The main goal of the preliminary is to relate our revised loss scheme in Eq. 3 with Eq. 2 from the original diffusion work.
Timing of the method
Timing is measured using a single RTX3090 GPU and with 512 x 512 resolution. AlignDiff operates in two stages. In the first stage, AlignDiff takes ~5 minutes to inverse the embedding for few-shot samples.
In the second stage of sample generation, AlignDiff performs
Diffusion generation: ~4s per image Coarse mask: <0.1s per image Semi-supervised refinement: <0.15s per image
We believe that AlignDiff is quite suitable for practical applications with its two-step scheme. The cost of the initial sample generation is amortized over the generation process.
Explanation of performance gain
We respectfully disagree with the reviewer that the performance gain comes from combining papers [B] and [C].
Relationship with [B]: though AlignDiff and [B] both use copy-paste [R1], the novelty of our approach does not lie in the fact that we use copy-paste. Instead, we argue the complexity of the approach in previous work such as DiffuMask, where heavy image augmentation techniques are used, is because they overlook real data. Copy-paste is merely an effective solution to relate generated data to real data.

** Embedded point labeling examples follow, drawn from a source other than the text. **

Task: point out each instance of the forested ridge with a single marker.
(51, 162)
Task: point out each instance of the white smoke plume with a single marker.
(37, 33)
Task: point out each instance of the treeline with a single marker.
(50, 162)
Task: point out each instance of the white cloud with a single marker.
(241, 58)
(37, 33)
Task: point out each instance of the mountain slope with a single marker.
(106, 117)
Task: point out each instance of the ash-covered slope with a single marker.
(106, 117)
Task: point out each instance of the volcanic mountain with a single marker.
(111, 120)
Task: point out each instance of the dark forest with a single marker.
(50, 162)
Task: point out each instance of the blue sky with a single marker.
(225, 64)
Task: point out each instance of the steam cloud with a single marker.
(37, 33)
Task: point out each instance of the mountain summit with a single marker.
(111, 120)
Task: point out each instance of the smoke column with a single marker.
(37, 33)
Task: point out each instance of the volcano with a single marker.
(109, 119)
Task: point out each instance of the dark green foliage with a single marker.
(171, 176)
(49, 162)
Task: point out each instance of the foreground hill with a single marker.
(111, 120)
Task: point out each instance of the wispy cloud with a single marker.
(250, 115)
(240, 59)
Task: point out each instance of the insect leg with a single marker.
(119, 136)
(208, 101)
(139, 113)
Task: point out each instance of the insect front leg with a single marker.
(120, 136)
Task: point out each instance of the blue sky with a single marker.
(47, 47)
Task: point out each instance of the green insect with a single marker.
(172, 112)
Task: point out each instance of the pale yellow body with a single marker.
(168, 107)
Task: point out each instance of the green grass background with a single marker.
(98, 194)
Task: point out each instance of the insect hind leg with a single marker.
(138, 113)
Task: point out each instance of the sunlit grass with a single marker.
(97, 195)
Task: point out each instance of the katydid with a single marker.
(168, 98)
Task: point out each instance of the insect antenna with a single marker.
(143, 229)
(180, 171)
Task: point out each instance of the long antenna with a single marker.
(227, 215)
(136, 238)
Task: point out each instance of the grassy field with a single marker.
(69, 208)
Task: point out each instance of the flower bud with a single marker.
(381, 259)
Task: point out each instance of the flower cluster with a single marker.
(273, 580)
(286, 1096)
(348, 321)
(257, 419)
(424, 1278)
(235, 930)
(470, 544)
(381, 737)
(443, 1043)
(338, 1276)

Relationship with [C]: our mask generation method has completely no technical similarity with [C]. The one and only reason we mention [C] in our paper is to establish a graceful similarity overlooked by previous work between mask generation and semi-supervised learning. [C] is designed for semi-supervised classification, whereas our method focuses on generating masks for images generated by Stable Diffusion. We refer to [C] only to mention its task setting; whereas the technical contributions from [C] are irrelevant to our approach.
Harmonization and clarification of object layout in copy-paste
Previous work in copy-paste [R1] has found that copy-pasting without using any blending technique shows similar performance with implementations that use blending to harmonize the generated images. To make consistent with these previous works, we also did not implement harmonization technique in our paper and similarly found that even generated images with uncommon layouts yields significant performance gain (example generated images can be found in Fig. A8). An interesting direction would be to further harmonize the image to ensure the consistency of semantic layout, but the focus of this work is to identify the misalignment of diffusion models for generating training examples, so we leave this to future work.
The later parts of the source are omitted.